この状況について、クゼ監督の帰責性を逃れるのは難しいだろう。確かに5人の日本代表が抜け、新たな選手が多数抜けた今年はかなり難しい年になることは予想できた。ただし、一からチームを作り直すというやりやすさはあったし、すべてがデメリットだらけというわけでもない。代表選手の移籍金で何人かの有望な選手も取れたしね。ただし、その状況の中で、11試合を終えて勝点2というのは予想できる限りほとんど最悪に近い結果だろう。

しかも、内容もよくない。首位ではあるが、連戦の疲れからかそれほど中盤が引き締まらず、前線でもミスが非常に多かった浦和を相手にこの体たらく。意地さえ見せることができなかった。以前の清水戦ではこのままゆっくりでも成長できればと書いたが、それ以降前進が見られない。クゼ監督は日替わりメンバーの場当たり的な采配に終始していて、確固たるチームの方向性を打ち出せていない。以前にガンバを指揮していた時代のサッカーをあまり見ていなかったのでその頃のことはなんともいえないのだが、今回の采配を見ている限り、クゼ監督はトレイナー型というよりはセレクター型の監督のようだ。選手の個人能力が高く、うまくはまればそれでもいいのだが、若い選手の多い千葉ではフィットしていない。目指すべきモデルがないので、選手は余計な判断を強いられる。チームとしてどこを向くか、というのが明確でないので、精神的な磨耗が激しいのだろう。その弊害はジーコジャパンによく似ている。終盤に崩れていくことが多いのも、練習量が少ないという体力的な問題によるところもあるのだろうが、精神的な疲労も影響していることは間違いない。そこを含めてマネージメントできていないというのは、監督として失格と言われてもおかしくはないだろう。これで擁護するのはOJシンプソンの弁護団でもなけりゃ無理。

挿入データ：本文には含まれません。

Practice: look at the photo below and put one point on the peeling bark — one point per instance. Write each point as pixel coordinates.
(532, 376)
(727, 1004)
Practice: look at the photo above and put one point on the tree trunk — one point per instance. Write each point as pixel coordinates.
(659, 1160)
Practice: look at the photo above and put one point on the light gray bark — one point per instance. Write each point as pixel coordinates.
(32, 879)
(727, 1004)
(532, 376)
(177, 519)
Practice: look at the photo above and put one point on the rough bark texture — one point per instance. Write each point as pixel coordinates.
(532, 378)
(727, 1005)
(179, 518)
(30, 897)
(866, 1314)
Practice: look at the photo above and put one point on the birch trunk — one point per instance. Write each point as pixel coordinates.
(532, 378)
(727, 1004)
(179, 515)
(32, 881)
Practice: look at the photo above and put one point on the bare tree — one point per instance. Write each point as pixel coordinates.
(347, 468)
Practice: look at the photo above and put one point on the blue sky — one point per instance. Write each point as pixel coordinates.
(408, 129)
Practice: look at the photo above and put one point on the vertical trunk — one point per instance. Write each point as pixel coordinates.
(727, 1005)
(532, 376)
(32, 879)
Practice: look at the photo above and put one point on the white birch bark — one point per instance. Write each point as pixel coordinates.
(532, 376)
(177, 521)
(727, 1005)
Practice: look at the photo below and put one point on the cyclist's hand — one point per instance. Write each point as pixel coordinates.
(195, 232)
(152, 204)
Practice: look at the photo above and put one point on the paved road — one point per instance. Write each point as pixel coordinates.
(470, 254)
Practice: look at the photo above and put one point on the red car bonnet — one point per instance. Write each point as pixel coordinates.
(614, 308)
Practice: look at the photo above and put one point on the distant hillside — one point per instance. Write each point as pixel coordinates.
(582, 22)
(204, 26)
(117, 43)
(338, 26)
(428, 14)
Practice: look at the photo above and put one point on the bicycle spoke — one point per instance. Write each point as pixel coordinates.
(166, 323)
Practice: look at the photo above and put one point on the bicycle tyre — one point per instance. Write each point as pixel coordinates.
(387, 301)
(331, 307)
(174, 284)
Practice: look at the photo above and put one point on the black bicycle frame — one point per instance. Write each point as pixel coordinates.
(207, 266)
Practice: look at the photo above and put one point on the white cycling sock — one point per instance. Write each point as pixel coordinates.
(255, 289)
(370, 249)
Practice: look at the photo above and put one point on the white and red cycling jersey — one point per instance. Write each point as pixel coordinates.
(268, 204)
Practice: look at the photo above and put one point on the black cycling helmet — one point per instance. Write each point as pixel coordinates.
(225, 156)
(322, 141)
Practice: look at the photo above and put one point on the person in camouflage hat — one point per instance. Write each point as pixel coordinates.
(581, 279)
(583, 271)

では、解任すべきだろうか?(一部報道では今日負けたら辞任と言う話も出ているようだが…。)現時点では、それもやむを得ないと言うしかないだろう。結果が出ない。チームとしての方向性も見せることができない。ほぼ3分の1の日程を終えてこれでは、急激に変わることも望めないだろう。途中交代によって成績が上がらないことは以前に書いたが、監督としての求心力の低下を考えると、差し引きはプラスになると思われる。急激に成績が上がることは考えづらいが、このまま座して死を待つよりはましだろう。幸いなことに、J1にはほとんど毎年中断期間がある。今年も6月いっぱいという長い期間、チームを作ることが出きる。ビッグネームは難しいだろうが、今の千葉の状況に合う新しい監督を引っ張ってきて、1ヶ月間みっちり鍛えれば、まだ望みはあるかもしれない。難しい判断になるだろうが、この1ヶ月を空費しないためにも、フロントは最大限あがくという責務を全うしてもらいたい。そろそろ時間的なリミットが迫っている。

いやあ、でもショックだったよ。3-0で負けて自陣のPA近くで鳥かごパスをされてるのをただ見てるだけとは。あんな舐められたことやられて、ファウル覚悟で潰しにさえ行けない or 行かないという状況を考えると、そろそろ選手は精神的・体力的に限界が近いのだろう。せめて、意地を。そう悲観せざるを得ないほど、今の状況は切羽詰っている。